Merci, mon Toto, merci, mon pauvre amour de la bonne petite nuit que tu m’as donnée. Je voudrais seulement que cela arrivât plus souvent, mais enfin le jour où ça vient c’est charmant. Tu penses bien, mon adoré, que je n’ai pas cru un seul instant à ta promesse de tantôt. Je sais bien que des culottes ne se mettent pas les unes sur les autres si ce n’est chez les paysans de Franconi [1]. Aussi je n’ai pas ajouté foi à celle de ce soir. Cependant si vous ne voulez pas passer pour le plus gascon des hommes vous n’avez pas de temps à perdre pour me donner celle que vous m’avez promise depuis si longtemps.
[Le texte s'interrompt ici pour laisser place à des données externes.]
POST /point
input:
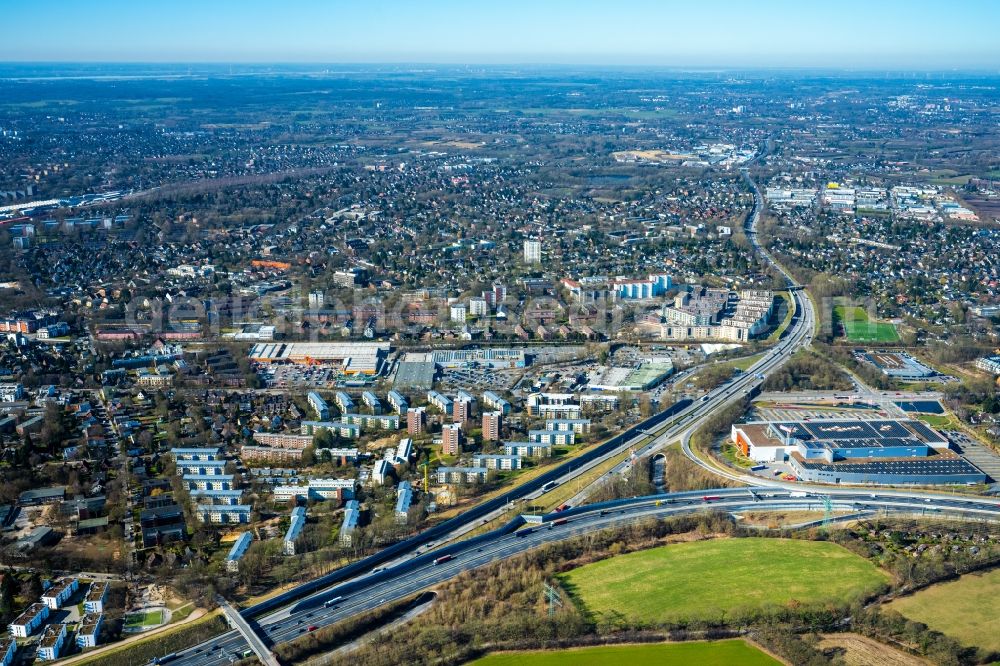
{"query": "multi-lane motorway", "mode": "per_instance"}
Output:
(410, 576)
(410, 566)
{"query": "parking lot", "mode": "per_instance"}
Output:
(976, 453)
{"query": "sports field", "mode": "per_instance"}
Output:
(714, 653)
(958, 609)
(859, 328)
(713, 579)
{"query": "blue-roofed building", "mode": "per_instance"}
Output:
(398, 402)
(352, 514)
(344, 402)
(298, 522)
(440, 401)
(339, 428)
(494, 401)
(217, 496)
(319, 405)
(224, 514)
(208, 481)
(404, 499)
(202, 467)
(239, 549)
(372, 402)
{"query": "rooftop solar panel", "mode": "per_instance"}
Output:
(841, 430)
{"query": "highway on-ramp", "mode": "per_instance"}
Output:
(409, 577)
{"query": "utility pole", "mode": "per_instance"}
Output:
(552, 597)
(827, 511)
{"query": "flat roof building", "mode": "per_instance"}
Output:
(352, 357)
(28, 621)
(352, 514)
(881, 451)
(96, 596)
(51, 643)
(295, 526)
(404, 499)
(88, 632)
(239, 549)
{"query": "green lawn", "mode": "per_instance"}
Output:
(859, 328)
(964, 609)
(715, 653)
(789, 309)
(146, 619)
(713, 579)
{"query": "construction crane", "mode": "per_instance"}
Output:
(425, 465)
(827, 511)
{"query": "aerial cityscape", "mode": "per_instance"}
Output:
(543, 333)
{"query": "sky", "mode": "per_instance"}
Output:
(874, 34)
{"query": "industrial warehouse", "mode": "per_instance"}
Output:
(890, 451)
(354, 358)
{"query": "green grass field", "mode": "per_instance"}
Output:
(859, 328)
(146, 619)
(715, 653)
(713, 579)
(959, 609)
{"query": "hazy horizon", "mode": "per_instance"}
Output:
(894, 35)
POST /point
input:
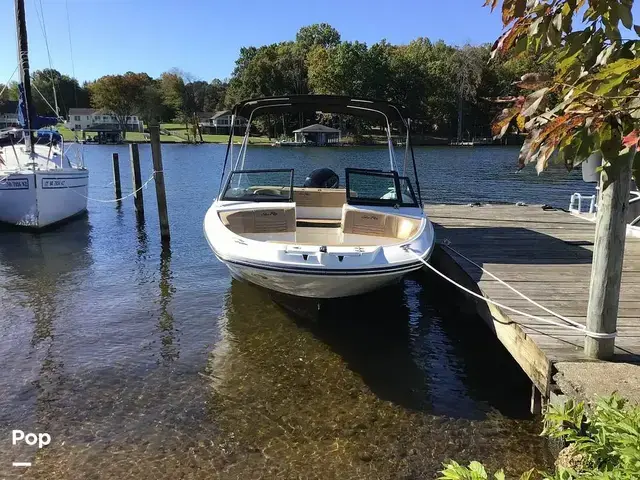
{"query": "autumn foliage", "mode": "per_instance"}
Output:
(592, 101)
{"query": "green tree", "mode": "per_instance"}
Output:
(9, 92)
(68, 93)
(591, 103)
(215, 95)
(120, 95)
(318, 34)
(186, 96)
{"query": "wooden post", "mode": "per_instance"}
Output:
(608, 254)
(137, 179)
(156, 153)
(116, 175)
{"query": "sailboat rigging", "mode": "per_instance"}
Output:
(39, 186)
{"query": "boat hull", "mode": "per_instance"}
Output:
(42, 198)
(315, 286)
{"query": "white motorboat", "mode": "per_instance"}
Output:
(317, 239)
(39, 185)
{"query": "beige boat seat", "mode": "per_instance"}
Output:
(319, 203)
(371, 223)
(260, 220)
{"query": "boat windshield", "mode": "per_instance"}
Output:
(375, 187)
(260, 186)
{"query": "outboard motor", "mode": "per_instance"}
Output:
(322, 178)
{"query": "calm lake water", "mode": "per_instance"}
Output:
(144, 362)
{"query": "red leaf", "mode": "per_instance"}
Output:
(632, 140)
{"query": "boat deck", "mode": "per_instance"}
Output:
(546, 254)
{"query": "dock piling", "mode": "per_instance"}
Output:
(156, 153)
(116, 175)
(137, 178)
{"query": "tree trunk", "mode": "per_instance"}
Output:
(608, 254)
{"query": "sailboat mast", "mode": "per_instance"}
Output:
(23, 61)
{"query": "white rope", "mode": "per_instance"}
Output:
(582, 329)
(446, 243)
(46, 43)
(6, 85)
(48, 104)
(144, 185)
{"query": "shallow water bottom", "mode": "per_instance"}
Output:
(387, 385)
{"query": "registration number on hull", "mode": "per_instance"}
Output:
(14, 184)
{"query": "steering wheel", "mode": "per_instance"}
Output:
(267, 191)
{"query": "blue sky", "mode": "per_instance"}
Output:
(203, 37)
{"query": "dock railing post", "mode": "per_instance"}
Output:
(608, 255)
(116, 175)
(137, 178)
(156, 153)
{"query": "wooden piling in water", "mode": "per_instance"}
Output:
(547, 256)
(156, 153)
(137, 178)
(116, 175)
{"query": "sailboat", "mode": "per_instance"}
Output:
(39, 185)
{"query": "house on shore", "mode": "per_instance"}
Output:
(318, 134)
(90, 119)
(220, 124)
(9, 114)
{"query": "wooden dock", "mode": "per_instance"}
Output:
(546, 254)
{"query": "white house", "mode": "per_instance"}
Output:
(220, 122)
(8, 114)
(87, 118)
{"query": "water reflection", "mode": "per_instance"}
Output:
(364, 386)
(43, 270)
(169, 350)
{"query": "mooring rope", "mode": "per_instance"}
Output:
(580, 328)
(144, 185)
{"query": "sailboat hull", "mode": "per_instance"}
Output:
(42, 198)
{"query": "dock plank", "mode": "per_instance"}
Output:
(546, 254)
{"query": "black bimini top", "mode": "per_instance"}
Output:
(372, 109)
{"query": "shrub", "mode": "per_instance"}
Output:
(604, 444)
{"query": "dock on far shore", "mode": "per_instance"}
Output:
(545, 254)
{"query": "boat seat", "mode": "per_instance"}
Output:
(260, 220)
(320, 203)
(318, 222)
(319, 197)
(372, 223)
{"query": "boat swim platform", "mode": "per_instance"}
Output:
(545, 254)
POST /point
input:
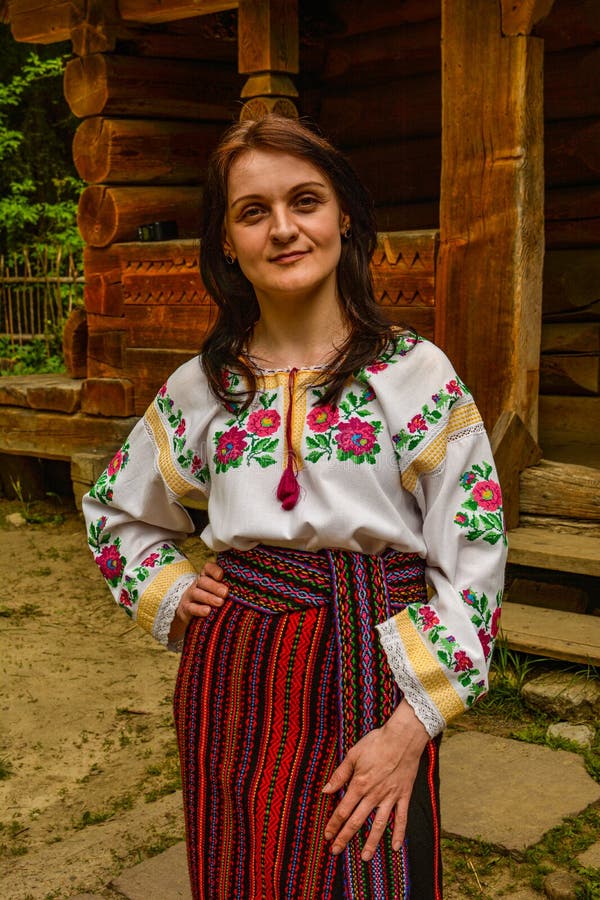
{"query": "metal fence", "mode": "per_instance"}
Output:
(38, 290)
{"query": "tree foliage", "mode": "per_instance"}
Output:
(38, 183)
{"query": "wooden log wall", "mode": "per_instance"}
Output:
(570, 351)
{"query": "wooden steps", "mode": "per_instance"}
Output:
(550, 632)
(559, 552)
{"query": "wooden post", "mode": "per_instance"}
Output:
(268, 52)
(489, 277)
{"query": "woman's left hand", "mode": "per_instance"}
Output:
(380, 771)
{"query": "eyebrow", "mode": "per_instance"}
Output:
(305, 185)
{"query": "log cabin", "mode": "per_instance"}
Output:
(476, 126)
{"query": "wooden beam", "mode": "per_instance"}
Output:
(153, 11)
(268, 48)
(519, 16)
(489, 279)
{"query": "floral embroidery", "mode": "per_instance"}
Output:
(185, 456)
(248, 437)
(103, 489)
(403, 344)
(410, 437)
(343, 430)
(483, 518)
(425, 619)
(483, 618)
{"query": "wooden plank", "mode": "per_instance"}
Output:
(491, 208)
(54, 435)
(550, 632)
(143, 151)
(402, 108)
(106, 215)
(154, 11)
(571, 279)
(116, 85)
(556, 552)
(555, 489)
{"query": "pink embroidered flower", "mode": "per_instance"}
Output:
(110, 562)
(462, 662)
(196, 464)
(264, 422)
(429, 617)
(124, 598)
(453, 388)
(150, 560)
(117, 462)
(417, 423)
(485, 640)
(322, 418)
(487, 494)
(355, 436)
(231, 445)
(495, 622)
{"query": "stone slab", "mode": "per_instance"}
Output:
(507, 792)
(161, 877)
(590, 858)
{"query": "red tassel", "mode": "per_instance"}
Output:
(288, 490)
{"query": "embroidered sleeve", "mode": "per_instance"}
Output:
(440, 651)
(135, 520)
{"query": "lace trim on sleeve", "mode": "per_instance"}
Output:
(166, 612)
(407, 681)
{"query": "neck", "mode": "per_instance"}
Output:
(298, 334)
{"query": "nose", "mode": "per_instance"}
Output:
(283, 226)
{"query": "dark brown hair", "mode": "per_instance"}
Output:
(238, 309)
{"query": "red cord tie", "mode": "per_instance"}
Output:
(288, 489)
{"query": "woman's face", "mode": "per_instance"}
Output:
(283, 225)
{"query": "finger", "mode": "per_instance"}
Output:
(340, 776)
(380, 821)
(400, 819)
(353, 825)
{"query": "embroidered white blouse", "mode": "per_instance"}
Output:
(403, 461)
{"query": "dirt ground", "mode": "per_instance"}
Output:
(86, 739)
(89, 780)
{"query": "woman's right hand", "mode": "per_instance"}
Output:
(203, 595)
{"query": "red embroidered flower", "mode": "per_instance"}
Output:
(495, 622)
(124, 598)
(231, 445)
(110, 562)
(322, 418)
(417, 423)
(196, 464)
(485, 640)
(355, 436)
(429, 617)
(488, 495)
(264, 422)
(453, 388)
(150, 560)
(117, 462)
(462, 662)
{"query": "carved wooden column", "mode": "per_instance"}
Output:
(268, 53)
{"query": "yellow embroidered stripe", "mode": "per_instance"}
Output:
(156, 590)
(174, 479)
(433, 454)
(428, 670)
Voici votre pièce qui va arriver et pendant laquelle vous ne pourrez rien faire pour mon bonheur personnel. Vous devriez auparavant de la mettre en train me donner la joie de dîner avec vous au cabaret et de passer la soirée avec vous n’importe où et surtout dans mon lit. Le 26 février [2] par exemple, ce serait bien charmant ; c’est une époque solennellea pour tout le monde et surtout pour moi qui, non seulement vous admire, mais vous adore. Voyez donc, mon cher petit homme, si vous ne pourriez pas arranger cela au gré de mon cœur, de ma joie et de mon amour. Je t’écris les fenêtres ouvertes pour profiter des derniers moments du jour et pour donner à la cheminée le temps de s’échauffer. J’ai vu le blanchisseur, j’ai rangé mon linge et fait ma toilette entièrement. On n’est pas plus expéditive, j’espère. J’aurais comptéb sur votre promesse que je ne me serais pas plus dépêchée mais Dieu sait que je n’y ai pas compté et que c’est pour me débarrasser au plus vite de moi que je me suis tant pressée. Vous allez avoir un fouillis d’amour et de bavardage à débrouiller ce soir. Je vous permets de jeter tout cela au feu en pensant que je vous aime et en vous chauffant à la flamme de vous souvenir que je suis votre pauvre Juju depuis sept ans sonnés, que je vous aime comme le premier jour et que je donnerai ma vie pour vous. Baisez-moi mon Toto, pensez à moi et ne soyez pas huit heures avant de venir prendre mes baisers qui me démangent les lèvres pour sortir. À bientôt mon petit homme adoré, à bientôt n’est-ce pas ? Tâche de venir avant 2 h. du matin. Je suis déjà impatiente de voir ta jolie petite tête ainsi [Juju ?] [illis.] sera tout à [illis.].

Juliette

BnF, Mss, NAF 16341, f. 196-197
Transcription de Chantal Brière

a) « solennel ».
b) « compter ».

Notes

[1Personnages du Cirque Franconi.

[2Jour de la naissance de Victor Hugo.